Although it is far from being a new concept, text mining is now experiencing a new boom. The emergence of Big Data, where digital data storage is no longer a problem, and where the availability of data sources is increasing, makes the analysis of textual data a crucial issue.
What is text mining?
Text mining brings together all the techniques of data management and data mining allowing the processing of particular data such as textual data. By textual data, we mean for example texts, answers to open questions of a questionnaire, text fields of a business application where customer advisers enter in real time the information given to them by customers, emails, posts on social networks, articles, reports…
One of the central aspects of text mining is to transform these unstructured textual data – if not the language used – into data that can be exploited by conventional data mining algorithms. It is simply a matter of transforming a raw text into a table of data indispensable to the analysts responsible for making sense of it. It is then a question of deploying the statistical methods most likely to answer a given problem.
How to choose good statistical software for textual data processing?
Most data mining tools allow the processing of textual data. They are able to facilitate the implementation of tables of data to be analyzed such as lexical tables or contingency tables for example; but also to graphically represent, using data visualization, and the specific indicators of the textual data.

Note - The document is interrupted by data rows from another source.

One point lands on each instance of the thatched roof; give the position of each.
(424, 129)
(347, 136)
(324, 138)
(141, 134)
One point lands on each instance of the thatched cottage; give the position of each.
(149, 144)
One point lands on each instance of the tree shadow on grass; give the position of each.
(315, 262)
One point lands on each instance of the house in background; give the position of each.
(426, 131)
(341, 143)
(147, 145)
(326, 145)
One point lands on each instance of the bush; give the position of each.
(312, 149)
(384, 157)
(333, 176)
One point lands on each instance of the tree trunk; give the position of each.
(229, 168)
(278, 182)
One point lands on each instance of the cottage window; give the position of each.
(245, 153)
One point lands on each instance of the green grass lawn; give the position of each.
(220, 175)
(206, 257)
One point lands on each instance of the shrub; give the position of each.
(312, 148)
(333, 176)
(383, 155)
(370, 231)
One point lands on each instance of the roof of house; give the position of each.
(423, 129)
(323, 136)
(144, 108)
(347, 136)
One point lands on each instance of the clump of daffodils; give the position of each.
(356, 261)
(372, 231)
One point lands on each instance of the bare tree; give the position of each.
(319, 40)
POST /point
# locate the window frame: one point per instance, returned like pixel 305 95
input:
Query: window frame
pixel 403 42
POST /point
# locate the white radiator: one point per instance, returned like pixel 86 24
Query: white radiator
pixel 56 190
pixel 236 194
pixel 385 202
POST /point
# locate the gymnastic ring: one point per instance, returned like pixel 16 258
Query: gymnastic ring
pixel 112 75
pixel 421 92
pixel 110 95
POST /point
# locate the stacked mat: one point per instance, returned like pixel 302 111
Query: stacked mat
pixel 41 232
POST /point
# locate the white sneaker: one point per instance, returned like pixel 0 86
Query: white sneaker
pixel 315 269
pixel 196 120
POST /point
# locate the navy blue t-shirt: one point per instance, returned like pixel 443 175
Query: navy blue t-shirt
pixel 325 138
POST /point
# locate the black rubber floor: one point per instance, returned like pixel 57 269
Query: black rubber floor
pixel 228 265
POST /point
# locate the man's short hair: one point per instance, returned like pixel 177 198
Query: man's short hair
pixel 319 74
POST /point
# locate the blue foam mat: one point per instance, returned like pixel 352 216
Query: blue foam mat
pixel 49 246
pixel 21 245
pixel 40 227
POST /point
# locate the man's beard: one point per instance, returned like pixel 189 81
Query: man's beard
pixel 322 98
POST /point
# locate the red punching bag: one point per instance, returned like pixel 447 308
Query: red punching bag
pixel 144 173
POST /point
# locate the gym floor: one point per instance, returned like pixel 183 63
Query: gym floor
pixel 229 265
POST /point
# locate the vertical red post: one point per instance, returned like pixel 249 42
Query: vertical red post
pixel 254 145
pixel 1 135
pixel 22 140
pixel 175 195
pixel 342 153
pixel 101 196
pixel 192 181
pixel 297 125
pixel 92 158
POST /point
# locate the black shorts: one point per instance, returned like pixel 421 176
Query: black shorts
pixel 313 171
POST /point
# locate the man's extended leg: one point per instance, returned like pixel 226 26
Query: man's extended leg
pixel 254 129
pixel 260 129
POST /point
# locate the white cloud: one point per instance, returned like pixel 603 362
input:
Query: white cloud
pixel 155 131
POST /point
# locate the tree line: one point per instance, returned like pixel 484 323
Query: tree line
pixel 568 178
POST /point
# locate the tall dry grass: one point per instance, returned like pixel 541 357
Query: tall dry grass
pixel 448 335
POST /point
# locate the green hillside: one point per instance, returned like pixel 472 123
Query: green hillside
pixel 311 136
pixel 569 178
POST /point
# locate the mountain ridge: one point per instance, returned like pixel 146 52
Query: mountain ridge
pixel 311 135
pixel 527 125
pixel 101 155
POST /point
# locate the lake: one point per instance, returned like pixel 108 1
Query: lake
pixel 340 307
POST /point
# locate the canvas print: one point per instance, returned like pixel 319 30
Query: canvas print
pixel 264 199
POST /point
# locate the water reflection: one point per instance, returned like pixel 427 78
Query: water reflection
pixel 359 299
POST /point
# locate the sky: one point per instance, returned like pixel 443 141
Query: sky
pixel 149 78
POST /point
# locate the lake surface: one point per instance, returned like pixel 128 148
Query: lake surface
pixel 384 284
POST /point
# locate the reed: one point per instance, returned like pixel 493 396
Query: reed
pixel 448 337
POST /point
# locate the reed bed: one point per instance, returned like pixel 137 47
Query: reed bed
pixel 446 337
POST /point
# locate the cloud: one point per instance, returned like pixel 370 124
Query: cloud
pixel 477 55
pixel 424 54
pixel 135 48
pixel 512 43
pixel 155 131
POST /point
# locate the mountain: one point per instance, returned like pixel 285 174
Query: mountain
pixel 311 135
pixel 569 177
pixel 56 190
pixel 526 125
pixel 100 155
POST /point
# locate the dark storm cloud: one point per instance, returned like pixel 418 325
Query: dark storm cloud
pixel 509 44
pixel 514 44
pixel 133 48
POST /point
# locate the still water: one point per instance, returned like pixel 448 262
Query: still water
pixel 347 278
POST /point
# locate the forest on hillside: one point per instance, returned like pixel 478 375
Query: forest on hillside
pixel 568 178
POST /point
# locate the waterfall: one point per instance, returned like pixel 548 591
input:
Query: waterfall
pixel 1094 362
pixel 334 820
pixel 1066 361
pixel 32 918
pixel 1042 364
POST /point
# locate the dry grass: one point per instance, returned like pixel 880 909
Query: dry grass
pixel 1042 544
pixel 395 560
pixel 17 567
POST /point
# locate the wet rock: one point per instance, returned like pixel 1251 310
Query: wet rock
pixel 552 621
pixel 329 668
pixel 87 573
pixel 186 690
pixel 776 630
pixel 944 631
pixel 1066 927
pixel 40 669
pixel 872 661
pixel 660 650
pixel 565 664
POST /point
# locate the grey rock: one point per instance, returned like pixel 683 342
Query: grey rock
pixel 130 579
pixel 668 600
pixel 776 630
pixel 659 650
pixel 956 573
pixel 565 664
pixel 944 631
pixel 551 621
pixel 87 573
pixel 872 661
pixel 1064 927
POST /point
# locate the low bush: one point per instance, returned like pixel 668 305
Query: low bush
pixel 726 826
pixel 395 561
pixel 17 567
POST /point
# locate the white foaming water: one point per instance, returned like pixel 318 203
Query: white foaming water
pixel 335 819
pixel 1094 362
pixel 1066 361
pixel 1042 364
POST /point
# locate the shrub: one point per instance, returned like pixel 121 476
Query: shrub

The differences between these IT tools lie in their answers to these functional questions:
1. Is it a statistical tool capable of structuring textual data?
The tool must be able to quickly and intelligently build the necessary data tables. Interfaces to clean the text, ie, to select the words of interest and remove all the words tools (“there is”, “a”, “an”, “in”, etc.), must be intuitive, relevant and effective.
The lemmatization phase whose challenge is to reduce the vocabulary by grouping the synonyms, by grouping conjugated verbs under the same root, by deleting articles, linking words, etc. is very tedious. It must be easily achievable with the use of automatic grouping algorithms in which the notions of syntax similarities (words with the same root) and semantics (words belonging to the same lexical field) are taken into account. The essential possibility of business adjustments must not, however, be neglected.
2. Is text mining software capable of handling specific phrases or groups of words?
The solution must make it possible to treat the specific expressions or groups of words as verbal entities in their own right. For example, the two words Data and Science when placed side by side should be considered as a single entity: the “Data Science”.
3. Can the text mining solution identify the contextual elements of a word?
It is important to be able to easily observe the contextual elements of a word. For example, the question “what other words are used by customers with the word dissatisfied?” should be easily addressed by a text mining tool. It is then possible to specifically identify the different reasons for customer dissatisfaction.
4. Does it offer a range of adapted statistical analyzes?
The implementation of specific statistical analyzes, whether descriptive or predictive, facilitates decision-making. For example, methods of multidimensional exploratory analysis and classification can be used to bring out in a global or local way the essential information and the main concepts underlying a text; and machine learning algorithms to organize texts according to their content in an automatic and self-learning way.
5. What are the common applications of text mining?
Text mining allows analysis based emails sent to a company and to respond a priori to the question “what are the main reasons for contact? “ It is then possible to establish predictive models to automatically classify incoming mails in the different categories of identified contact patterns. This automation makes it possible to quickly send the request to the right service or to the right person and consequently to increase customer satisfaction.
A new topical challenge is related to the detection of sensitive data contained in free text areas of business applications (CRM for example). Sensitive data is related to racial origin, political opinions, religious beliefs, sexual orientation, health, etc. of each client, collaborators, partners, etc.
A multitude of other issues can be addressed with text mining such as marketing campaigns with the analysis of certain marketing actions (social networks, contact forms), customer relationship management and particularly loyalty through the study, satisfaction questionnaires or the optimization of web content with a view to natural referencing.